“Touchback” is one of those sports
movies that tries hard, but you wish it worked better.
Scott Murphy (Brian Presley) is a
dirt farmer in an age where the guy with the family farm of soybeans just
isn’t going to make a living at it. He’s
already maxed out at the bank, and they won’t loan him any more money.
He has a lovely wife, Macy (Melanie Lynskey) who also loves the farm
life, and two beautiful daughters who come running to see him crying
“Daddy!” every time he walks in the door. But
Scott Murphy is not just miserable because the combine broke and the rains are
coming and the beans got an early frost and the foreclosure papers are already
filed. He still can’t get over the
State championship high school football game, where he was the highly-touted
quarterback prospect, already signed with
, who blew out his knee on the last game-winning play, and there went his
dreams. He’s spent the last 20 years
wishing that he had that game to do over, and obsessing so much about what
might have been that he can’t seem to bring himself to be happy with the
present. And so, on the eve of the big
20th reunion of that magical state championship season, he decides
to end it.

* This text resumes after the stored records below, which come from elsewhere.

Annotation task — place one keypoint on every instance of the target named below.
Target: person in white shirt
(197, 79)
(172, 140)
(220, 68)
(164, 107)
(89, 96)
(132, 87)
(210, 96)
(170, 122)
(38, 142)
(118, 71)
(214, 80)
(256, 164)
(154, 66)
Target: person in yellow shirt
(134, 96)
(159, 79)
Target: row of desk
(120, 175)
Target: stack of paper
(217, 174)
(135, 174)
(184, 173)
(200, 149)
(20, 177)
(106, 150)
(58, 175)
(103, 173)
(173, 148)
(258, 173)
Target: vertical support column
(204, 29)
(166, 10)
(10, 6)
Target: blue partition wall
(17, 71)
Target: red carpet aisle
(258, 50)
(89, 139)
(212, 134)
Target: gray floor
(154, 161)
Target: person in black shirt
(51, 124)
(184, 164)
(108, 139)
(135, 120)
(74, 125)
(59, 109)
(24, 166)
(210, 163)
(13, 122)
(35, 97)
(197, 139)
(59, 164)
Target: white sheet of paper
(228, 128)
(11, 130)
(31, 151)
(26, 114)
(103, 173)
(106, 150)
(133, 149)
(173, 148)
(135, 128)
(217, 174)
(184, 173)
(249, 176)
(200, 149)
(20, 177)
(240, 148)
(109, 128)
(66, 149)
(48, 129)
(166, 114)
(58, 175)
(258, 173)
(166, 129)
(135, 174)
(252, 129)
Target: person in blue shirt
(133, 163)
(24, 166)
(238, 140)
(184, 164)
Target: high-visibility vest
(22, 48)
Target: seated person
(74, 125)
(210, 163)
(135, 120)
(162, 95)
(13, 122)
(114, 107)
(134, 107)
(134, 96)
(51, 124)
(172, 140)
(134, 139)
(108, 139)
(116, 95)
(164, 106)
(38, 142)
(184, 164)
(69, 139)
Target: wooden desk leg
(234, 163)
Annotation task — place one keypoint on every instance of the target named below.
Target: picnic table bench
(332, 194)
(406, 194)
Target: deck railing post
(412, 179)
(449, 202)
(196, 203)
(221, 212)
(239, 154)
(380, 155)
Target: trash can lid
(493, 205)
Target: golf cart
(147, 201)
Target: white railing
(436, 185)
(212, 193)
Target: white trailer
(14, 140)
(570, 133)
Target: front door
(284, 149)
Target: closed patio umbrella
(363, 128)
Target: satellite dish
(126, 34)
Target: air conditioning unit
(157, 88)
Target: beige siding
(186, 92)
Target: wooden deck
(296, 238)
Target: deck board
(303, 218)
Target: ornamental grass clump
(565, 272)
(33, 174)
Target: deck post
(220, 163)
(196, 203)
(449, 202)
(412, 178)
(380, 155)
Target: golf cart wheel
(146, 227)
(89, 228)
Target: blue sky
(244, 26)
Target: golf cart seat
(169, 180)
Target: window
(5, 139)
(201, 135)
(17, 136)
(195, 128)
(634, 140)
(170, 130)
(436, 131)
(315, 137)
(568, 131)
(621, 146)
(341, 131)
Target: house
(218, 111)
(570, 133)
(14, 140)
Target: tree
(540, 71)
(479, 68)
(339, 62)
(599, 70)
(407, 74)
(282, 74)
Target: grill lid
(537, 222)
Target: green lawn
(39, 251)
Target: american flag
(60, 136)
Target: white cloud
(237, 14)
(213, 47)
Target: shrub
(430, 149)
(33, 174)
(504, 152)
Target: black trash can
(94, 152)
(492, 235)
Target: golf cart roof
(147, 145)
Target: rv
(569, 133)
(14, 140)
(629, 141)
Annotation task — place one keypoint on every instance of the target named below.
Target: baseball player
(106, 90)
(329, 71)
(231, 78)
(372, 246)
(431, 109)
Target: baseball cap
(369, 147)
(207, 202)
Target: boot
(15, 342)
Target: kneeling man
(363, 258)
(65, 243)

Just plug up the exhaust in
the ol’ pickup in the field overlooking the football stadium, and go to
sleep, and all the regrets will be over.
Except that something happens in that
twilight stupor---a kind of wishful return to the glory days, the week of the
big game during his senior year in high school, when he was going out with the
pretty cheerleader (Sarah Wright), and his mother (Christine Lahti) was still
around, and Macy, well, Macy was just a nerd in the band who he didn’t have
time for, but knowing how they later get together, he tries now to be overly
friendly to her, which she finds somewhat creepy.
Actually, the whole scenario is somewhat
creepy. Obviously, you have to make a
decision here, with the casting, whether you’re going to make these
characters believable as thirty-somethings or believable as high schoolers,
but you can’t really do both. Though
Director Dan Handfield gamely tries to have it both ways; it just doesn’t
work. Brian Presley (who’s actually
34), despite his chiseled features, cannot pass for a high school senior.

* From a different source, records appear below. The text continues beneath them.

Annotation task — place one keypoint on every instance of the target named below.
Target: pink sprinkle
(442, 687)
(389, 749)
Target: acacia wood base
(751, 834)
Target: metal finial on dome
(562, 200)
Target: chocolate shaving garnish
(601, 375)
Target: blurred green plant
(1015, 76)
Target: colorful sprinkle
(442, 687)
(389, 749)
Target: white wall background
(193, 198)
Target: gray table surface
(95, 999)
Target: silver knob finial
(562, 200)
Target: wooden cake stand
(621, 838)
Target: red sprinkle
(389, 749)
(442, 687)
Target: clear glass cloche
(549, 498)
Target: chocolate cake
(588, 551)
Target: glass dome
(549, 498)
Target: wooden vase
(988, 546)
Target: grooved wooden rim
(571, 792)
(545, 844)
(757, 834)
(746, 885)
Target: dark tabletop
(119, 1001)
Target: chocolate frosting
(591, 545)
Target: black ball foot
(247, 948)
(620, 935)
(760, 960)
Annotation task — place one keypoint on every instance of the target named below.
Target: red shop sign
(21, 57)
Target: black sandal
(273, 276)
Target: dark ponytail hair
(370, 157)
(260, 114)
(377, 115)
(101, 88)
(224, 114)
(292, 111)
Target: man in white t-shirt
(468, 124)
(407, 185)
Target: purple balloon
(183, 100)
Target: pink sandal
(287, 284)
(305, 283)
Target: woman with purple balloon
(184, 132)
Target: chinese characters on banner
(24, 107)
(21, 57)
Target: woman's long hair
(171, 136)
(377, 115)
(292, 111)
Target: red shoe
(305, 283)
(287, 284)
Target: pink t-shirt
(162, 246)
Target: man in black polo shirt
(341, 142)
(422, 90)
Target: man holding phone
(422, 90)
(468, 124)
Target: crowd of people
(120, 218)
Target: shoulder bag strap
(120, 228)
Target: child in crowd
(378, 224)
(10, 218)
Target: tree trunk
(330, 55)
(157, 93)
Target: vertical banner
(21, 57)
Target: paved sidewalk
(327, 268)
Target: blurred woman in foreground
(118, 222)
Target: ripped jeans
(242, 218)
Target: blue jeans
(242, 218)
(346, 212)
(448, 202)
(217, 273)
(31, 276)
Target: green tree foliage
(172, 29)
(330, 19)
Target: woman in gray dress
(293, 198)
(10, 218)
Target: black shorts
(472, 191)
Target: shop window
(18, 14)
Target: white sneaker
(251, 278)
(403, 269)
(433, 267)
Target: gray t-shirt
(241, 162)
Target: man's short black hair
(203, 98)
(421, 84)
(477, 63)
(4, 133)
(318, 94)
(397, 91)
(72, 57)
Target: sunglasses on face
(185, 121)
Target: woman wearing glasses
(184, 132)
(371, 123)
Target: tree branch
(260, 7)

Even in his dreams. Now they can
put lots of makeup on the Coach (Kurt Russell) and make him look like an adult
who just aged. Kurt Russell has made 91 films and he can actually look
authentic either way. But casting
middle-aged adults as teenagers just isn’t convincing.
The morale to the story is clear:
you can’t go back to your past and make things any different, anyway,
so you might as well just accept it and move on.
Well, that’s probably good advice for anyone covered up with regret
over some decision made or not made as a youth. But you don’t need a whole
awkward-looking movie to make that point.
Of course, most sermons only serve to
remind us of what we already know. But
this one seems particularly preachy.